この番組にボクシングの神様、モハメド・アリが出演した。番組の中では「ホラ吹き」のキャラクター全開でほえまくっていたが、プライベートな会話は、通訳を介してだが、楽しく優しい好青年だったと語っていた。ボクシングを愛していた親父だったが、モハメド・アリとの出会いはことのほかうれしそうだった。

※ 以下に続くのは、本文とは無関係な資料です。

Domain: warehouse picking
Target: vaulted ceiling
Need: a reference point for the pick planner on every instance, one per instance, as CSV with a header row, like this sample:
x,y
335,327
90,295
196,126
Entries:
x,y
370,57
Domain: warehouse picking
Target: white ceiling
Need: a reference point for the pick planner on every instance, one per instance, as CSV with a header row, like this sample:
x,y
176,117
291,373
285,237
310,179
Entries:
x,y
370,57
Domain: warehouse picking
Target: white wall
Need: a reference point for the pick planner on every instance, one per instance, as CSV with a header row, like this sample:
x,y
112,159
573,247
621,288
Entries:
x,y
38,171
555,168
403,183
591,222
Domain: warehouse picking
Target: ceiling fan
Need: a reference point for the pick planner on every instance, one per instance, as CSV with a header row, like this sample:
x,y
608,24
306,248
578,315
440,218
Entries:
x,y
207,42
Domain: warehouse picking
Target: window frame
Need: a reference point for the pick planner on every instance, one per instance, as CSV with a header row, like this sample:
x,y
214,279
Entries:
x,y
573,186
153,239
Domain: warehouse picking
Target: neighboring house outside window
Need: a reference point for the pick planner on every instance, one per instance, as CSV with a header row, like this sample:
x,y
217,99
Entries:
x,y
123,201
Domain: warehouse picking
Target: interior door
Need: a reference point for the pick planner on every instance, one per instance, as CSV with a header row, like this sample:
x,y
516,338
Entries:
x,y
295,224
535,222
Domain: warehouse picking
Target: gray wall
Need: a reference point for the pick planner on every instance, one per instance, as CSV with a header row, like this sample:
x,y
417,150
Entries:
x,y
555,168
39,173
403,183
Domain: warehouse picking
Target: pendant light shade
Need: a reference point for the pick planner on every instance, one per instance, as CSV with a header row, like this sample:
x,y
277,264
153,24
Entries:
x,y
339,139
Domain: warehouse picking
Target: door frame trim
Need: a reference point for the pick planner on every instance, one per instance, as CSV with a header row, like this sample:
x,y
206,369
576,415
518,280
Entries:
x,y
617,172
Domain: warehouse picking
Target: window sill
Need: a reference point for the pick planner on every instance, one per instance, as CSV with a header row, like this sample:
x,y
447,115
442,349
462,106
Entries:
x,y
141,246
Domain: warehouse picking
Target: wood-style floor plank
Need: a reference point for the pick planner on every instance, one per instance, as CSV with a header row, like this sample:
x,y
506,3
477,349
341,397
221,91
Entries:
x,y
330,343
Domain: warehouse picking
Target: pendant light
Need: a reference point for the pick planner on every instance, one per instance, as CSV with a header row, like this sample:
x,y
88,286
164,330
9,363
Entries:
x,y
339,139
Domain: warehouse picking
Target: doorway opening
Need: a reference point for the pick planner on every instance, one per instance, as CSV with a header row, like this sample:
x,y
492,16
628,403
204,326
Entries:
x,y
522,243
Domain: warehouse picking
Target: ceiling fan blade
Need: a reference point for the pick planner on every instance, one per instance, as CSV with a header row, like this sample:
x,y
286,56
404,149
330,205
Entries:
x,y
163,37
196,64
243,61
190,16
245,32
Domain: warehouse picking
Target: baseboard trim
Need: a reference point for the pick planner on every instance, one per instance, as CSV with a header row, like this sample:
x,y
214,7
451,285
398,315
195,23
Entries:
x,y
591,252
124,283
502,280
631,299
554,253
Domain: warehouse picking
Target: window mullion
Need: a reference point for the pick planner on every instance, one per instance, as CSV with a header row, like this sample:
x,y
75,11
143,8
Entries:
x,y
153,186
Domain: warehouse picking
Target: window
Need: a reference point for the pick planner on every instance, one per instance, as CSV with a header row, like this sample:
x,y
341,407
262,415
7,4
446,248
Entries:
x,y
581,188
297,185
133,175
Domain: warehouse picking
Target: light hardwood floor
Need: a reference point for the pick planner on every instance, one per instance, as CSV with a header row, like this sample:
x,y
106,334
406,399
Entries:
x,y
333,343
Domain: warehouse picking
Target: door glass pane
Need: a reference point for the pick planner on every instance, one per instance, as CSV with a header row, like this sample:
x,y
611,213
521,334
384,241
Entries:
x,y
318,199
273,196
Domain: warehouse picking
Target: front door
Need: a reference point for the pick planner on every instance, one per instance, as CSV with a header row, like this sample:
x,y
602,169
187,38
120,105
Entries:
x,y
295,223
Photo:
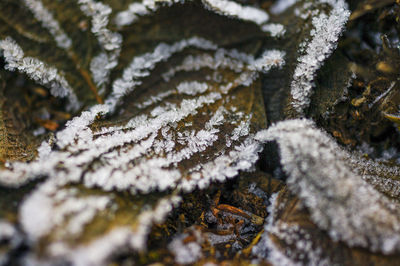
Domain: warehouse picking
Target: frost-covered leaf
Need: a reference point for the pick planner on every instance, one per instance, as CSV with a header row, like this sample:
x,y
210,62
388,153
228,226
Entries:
x,y
292,238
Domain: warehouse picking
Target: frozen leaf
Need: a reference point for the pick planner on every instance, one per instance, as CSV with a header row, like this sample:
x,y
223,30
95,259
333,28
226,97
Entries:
x,y
292,238
332,183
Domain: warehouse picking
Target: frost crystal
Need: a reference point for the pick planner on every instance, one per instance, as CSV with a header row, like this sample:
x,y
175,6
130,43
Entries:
x,y
48,22
281,6
324,36
276,30
111,42
37,70
150,132
222,7
339,200
230,8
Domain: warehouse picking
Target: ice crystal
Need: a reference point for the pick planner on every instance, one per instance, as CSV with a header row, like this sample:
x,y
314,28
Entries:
x,y
111,42
339,199
324,37
48,21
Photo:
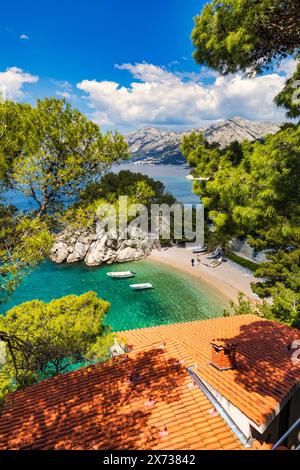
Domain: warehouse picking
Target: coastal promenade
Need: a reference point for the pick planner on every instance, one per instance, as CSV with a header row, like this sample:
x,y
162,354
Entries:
x,y
229,278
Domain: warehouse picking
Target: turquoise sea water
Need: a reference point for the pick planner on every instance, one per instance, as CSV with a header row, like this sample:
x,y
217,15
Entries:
x,y
176,297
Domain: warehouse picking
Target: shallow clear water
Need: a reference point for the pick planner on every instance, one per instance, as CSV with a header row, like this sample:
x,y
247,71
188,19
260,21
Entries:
x,y
176,297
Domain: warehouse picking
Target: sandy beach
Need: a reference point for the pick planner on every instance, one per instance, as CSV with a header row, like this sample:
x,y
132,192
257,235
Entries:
x,y
229,278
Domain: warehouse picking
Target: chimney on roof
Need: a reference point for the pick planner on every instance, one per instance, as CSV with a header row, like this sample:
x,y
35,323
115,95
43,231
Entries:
x,y
223,355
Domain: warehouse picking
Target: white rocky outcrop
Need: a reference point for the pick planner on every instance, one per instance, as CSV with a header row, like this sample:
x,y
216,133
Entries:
x,y
98,248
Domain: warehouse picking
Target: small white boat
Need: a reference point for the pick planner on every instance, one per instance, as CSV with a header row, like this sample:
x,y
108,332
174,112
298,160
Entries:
x,y
120,274
200,249
144,286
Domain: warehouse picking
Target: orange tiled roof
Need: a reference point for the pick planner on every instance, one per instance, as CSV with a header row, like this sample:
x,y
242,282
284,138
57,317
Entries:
x,y
265,376
143,400
147,399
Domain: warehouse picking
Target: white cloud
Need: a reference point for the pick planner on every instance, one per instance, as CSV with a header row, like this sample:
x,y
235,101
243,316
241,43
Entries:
x,y
63,84
64,94
288,66
162,98
12,81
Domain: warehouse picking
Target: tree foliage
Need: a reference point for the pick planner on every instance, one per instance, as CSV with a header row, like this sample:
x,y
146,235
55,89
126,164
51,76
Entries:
x,y
63,152
44,339
49,153
254,191
232,35
139,189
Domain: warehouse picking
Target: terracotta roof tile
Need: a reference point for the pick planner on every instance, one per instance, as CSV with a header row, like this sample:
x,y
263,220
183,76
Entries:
x,y
265,375
147,399
99,407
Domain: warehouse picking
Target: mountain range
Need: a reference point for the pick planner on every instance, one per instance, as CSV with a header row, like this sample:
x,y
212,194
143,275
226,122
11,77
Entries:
x,y
157,146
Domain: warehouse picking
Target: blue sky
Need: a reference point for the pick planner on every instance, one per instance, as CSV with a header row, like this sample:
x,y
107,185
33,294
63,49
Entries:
x,y
126,64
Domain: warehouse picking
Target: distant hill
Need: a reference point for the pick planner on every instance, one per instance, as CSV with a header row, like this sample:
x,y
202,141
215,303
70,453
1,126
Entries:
x,y
157,146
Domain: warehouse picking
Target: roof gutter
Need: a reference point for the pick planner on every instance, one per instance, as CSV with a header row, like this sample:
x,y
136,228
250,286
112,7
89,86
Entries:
x,y
239,434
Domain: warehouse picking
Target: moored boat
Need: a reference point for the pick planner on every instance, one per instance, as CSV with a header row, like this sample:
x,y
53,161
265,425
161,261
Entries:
x,y
200,249
120,274
144,286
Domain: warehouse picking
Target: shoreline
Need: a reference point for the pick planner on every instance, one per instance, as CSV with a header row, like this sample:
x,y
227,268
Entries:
x,y
229,279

俺が中学生の時。香港喜劇映画「ミスター・BOO」が大ヒットしていた。主演のマイケル・ホイ、弟のサミュエル・ホイとリッキー・ホイが来日。親父の番組にゲストとして出演することになった。「ミスター・BOO」シリーズを見まくっていた俺にとって、親父との共演は興奮した。浅草公会堂での収録だった。早速、親父に聞いてみた。「マイケル・ホイってどんな人なの?」「反射神経が良くて面白いよ。素顔は紳士でインテリタイプ。俺のこと、好きだって言ってたよ」マイケル・ホイに好きだと言われる親父を又々尊敬した次第だ。
俺にとって、外国のスターは言葉の壁で素顔が分かりにくい面もあったが、親父の語りが面白く、伝わるものが強かった。しかし、親父が一番びっくりした外国のスターは…羽田空港のロビーで飛行機を待っていた親父。くつろいでいると向こうから見知らぬアメリカ人がニコニコ笑いながら寄って来た。アメリカ人は当然のように親父の横に座り、又、当然のように流暢ではない日本語で話しかけてきた。最初はファンかと思ったが、その態度がかなりなれなれしかった。片言の日本語で語る内容がプライベートで、しかも、その内容が合っている。
親父は聞いた。「お前、誰だ?」アメリカ人は周りを見て小声で「お~っ、ゴメン!デストロイヤーよ!」白覆面の魔王の素顔。「お前、そんな顔してたのか!びっくりしたなぁもう」オツカレ!